Flyers head coach, John Stevens, offered his perspective of the play.

"It's unacceptable and it's something we can't have," he said of Boulerice's infraction. "The whole idea is we were telling those guys to just go out and play and let's keep rolling our lines and get the forecheck going.

"We need to be extremely disciplined and we didn't need to get involved with anything really - we had the hockey game in hand. And that was the message on the bench."

From this writer's perspective, this should be another twenty game suspension, if not more. Headshots are going to get someone killed, and they need to be stopped now. Boulerice's crosscheck was deliberate, and he should be forced to sit for twenty, even thirty, games. If Steve Downie was the benchmark for eliminating hits to the head, Boulerice's suspension should set a new standard. A crosscheck is a deliberate hit to the head no matter how you see it.

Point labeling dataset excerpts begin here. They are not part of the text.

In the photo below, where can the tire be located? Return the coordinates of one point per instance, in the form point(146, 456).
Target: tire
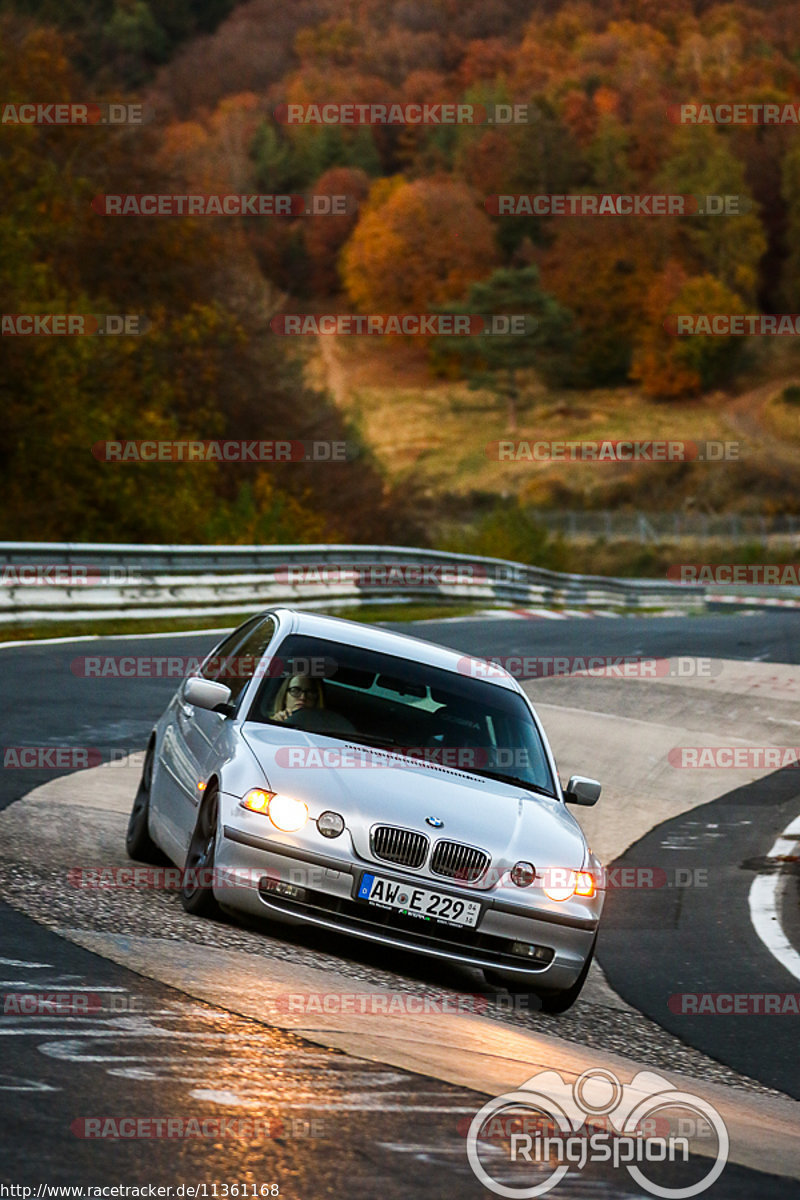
point(197, 895)
point(138, 843)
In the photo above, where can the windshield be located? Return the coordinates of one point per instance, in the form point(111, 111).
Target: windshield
point(383, 701)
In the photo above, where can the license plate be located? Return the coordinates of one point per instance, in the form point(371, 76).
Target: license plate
point(419, 901)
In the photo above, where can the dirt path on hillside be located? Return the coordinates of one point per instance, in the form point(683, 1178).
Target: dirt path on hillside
point(335, 376)
point(745, 414)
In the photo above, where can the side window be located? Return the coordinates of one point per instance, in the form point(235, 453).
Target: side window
point(215, 663)
point(238, 667)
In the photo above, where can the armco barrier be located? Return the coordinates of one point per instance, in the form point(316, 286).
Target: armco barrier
point(181, 581)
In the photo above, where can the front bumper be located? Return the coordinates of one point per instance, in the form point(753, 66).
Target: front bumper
point(330, 886)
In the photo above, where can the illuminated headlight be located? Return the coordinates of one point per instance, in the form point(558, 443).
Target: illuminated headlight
point(257, 801)
point(563, 883)
point(286, 814)
point(523, 874)
point(559, 883)
point(584, 885)
point(330, 825)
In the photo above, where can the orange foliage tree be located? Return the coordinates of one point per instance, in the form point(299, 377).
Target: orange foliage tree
point(423, 245)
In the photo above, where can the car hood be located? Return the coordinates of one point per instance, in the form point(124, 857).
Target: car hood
point(509, 822)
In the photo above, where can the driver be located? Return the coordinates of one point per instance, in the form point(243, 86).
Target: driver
point(295, 694)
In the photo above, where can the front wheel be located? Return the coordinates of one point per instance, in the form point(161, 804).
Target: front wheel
point(197, 895)
point(138, 843)
point(559, 1001)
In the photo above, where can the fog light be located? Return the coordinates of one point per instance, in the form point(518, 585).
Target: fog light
point(330, 825)
point(281, 888)
point(523, 874)
point(525, 951)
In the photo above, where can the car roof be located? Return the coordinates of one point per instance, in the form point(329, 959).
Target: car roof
point(370, 637)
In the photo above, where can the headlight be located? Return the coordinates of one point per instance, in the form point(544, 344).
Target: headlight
point(523, 874)
point(559, 883)
point(584, 885)
point(330, 825)
point(257, 801)
point(286, 814)
point(563, 883)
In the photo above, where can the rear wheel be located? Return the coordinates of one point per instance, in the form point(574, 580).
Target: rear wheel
point(197, 895)
point(138, 843)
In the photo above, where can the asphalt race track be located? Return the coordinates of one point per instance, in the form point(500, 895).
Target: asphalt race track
point(163, 1054)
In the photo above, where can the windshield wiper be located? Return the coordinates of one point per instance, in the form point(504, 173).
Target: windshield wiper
point(370, 739)
point(510, 779)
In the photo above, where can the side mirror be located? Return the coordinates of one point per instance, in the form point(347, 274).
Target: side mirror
point(582, 791)
point(208, 694)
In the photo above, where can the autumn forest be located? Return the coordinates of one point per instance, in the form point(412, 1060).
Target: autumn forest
point(596, 79)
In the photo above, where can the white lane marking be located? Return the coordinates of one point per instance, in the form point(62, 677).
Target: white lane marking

If Chris Simon can receive a 25-game suspension for using his stick on the head of Ryan Hollweg, Jesse Boulerice can receive the same. The precedent has been set. Now it's up to Colin Campbell to have the nerve to send the NHLPA a message: headshots are unacceptable, and will be punished with extreme prejudice.

Anything less than twenty games, and Colin Campbell will lose the war against headshots. If he loses this war, the NHL will be dealing with this headache for a long, long time.

Until next time, and I mean this seriously, keep your sticks on the ice!

1 comment:

The Dark Ranger said...

At the very least, the League is reacting to these unnecessary and dangerous goons. I do think it humorous that Bettman targeted three supposed goons at the beginning of the season and addressed the "we'll be watching you". Even funnier that one of them was Ryan Hollweg, when neither Chris Simon or Brashear were contacted.

Philly's offense this season so far, including Steve Downie -- is coaching and a revisit to the Broad Street Bullies. After last season, they have way too much to prove and you can see that with their resident goon squad and prospects, a trip back to the, ah eh, good times.

Though, this is what the fans come out to see on some level, I suppose.